One of the products we were given to test at the Columbia Sportswear media event last year was the Powerfly Down Jacket. Lined with Omni-Heat Thermal Reflective technology, this down jacket is extremely packable, lightweight, and warm, causing me to practically live in it last winter.
The Powerfly Down Jacket is packed with 800-fill power goose down, giving it an extremely slim profile. One of the biggest misconceptions over fill power is that a higher number means more down stuffed in the jacket. The opposite is generally true.
Down fill power grades indicate how many cubic inches 1 ounce of down occupies when placed inside a container. Down ranges from 450 to 900 fill power and higher numbers indicate a higher quality of down, with more air-trapping ability. Down with higher fill-power numbers includes fewer feathers and uses bigger, more mature down plumules. All other things being equal, gear made with high fill power is lighter and more compressible than an equally warm one made with lower quality down.
When comparing down jackets to each other, you need to look not only at fill power, but the amount of down in the jacket. Ounce for ounce, the 800 fill power goose down will be warmer than the 650 fill power. As a very crude demonstration, let's compare the 13.6 ounce Powerfly with my go-to ice climbing belay jacket, the Mountain Hardwear Sub Zero Down Jacket.
The Sub Zero jacket is packed with 650 fill power goose down and weighs in at 27 ounces. Using the fill power ratio between the two down jackets, the Sub Zero would need to only weigh 16.8 ounces to match the warmth of the Powerfly, but instead packs in 10 ounces more, making it warmer even with the use of lower quality down. However, the Omni-Heat Thermal Reflective lining in the Powerfly does add a level of warmth, so you need to take that into consideration.

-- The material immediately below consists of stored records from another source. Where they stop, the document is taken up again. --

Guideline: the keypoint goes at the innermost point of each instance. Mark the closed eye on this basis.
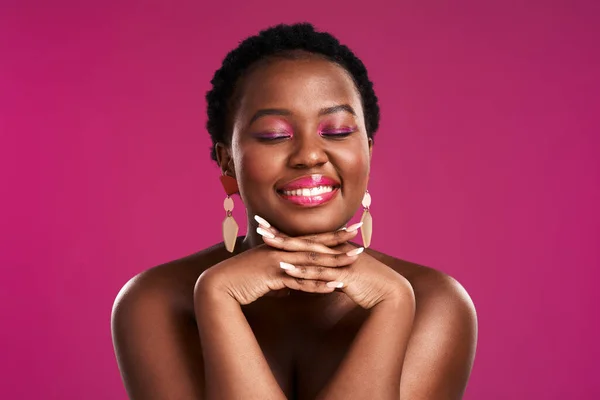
(272, 137)
(336, 133)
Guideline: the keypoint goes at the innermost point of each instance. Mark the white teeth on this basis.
(307, 192)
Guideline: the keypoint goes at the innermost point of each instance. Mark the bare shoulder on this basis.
(442, 347)
(428, 283)
(172, 282)
(154, 332)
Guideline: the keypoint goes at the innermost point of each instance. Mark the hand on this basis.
(258, 271)
(367, 281)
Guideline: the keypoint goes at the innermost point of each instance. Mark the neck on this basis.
(252, 238)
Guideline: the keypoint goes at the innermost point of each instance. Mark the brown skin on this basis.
(209, 326)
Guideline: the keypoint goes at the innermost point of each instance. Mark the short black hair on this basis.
(280, 40)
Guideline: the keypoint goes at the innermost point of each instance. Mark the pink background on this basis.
(485, 167)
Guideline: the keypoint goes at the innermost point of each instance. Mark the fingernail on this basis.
(262, 232)
(354, 227)
(262, 221)
(355, 252)
(284, 265)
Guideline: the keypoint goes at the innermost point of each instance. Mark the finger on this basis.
(306, 285)
(263, 223)
(313, 258)
(316, 272)
(292, 244)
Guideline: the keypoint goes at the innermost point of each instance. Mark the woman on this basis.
(294, 309)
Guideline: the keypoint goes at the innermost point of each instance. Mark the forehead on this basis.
(304, 86)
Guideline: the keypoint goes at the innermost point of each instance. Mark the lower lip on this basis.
(310, 201)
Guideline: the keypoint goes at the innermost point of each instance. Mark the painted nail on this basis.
(262, 221)
(355, 252)
(262, 232)
(354, 227)
(287, 266)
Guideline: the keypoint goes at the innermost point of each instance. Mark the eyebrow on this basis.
(281, 111)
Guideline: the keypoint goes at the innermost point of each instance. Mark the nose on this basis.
(308, 151)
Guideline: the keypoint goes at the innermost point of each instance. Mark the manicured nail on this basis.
(287, 266)
(354, 227)
(262, 221)
(265, 233)
(355, 252)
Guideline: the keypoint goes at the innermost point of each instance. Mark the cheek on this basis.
(255, 167)
(355, 162)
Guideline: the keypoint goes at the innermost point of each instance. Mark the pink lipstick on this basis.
(309, 191)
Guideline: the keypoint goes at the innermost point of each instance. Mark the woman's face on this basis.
(299, 124)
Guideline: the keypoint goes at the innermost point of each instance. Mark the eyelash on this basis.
(335, 134)
(341, 133)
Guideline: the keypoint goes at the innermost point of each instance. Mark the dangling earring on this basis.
(230, 227)
(367, 227)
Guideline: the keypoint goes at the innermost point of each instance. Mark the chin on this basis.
(304, 223)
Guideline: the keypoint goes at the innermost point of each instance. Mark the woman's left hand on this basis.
(367, 281)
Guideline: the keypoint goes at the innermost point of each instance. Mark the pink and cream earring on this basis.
(367, 220)
(230, 227)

I found that the Omni-Heat Thermal Reflective lining works best when you are moving, so wearing the Powerfly as a belay jacket doesn't really do it justice. Instead, I found the Powerfly Down Jacket worked great as an extra warmth layer under a shell for skiing or as an outer layer for hiking, snowshoeing, or even walking around town in the winter.
The Omni-Heat Thermal Reflective lining is comprised of 35% reflective dots and 65% highly breathable fabric, so will get rid of any extra heat you produce. If you are looking for warmth during real high intensity activities such as winter running, I would check out the Powerfly Hybrid Down Jacket that uses stretch side panels for added mobility and breathability in your high sweat areas.
The outside of the Powerfly jacket is made from water resistant and stain resistant Omni-Shield treated ripstop nylon. This added protection is a bonus in snowy weather in order to keep moisture from penetrating the down fill. Plus, if you happen to spill mustard from your bratwurst on your jacket as I often did in Germany, you can easily wipe it off.
Hidden inside pockets are great for storing your camera to keep the battery warm or energy bars to stop them from freezing up. The pockets also offer a warm, dry area for stowing your climbing gloves when belaying. Hidden comfort cuffs stop the cold air and snow from getting up into your jacket.
The men's and women's Columbia Powerfly Down Jacket retails for $220 and is available now.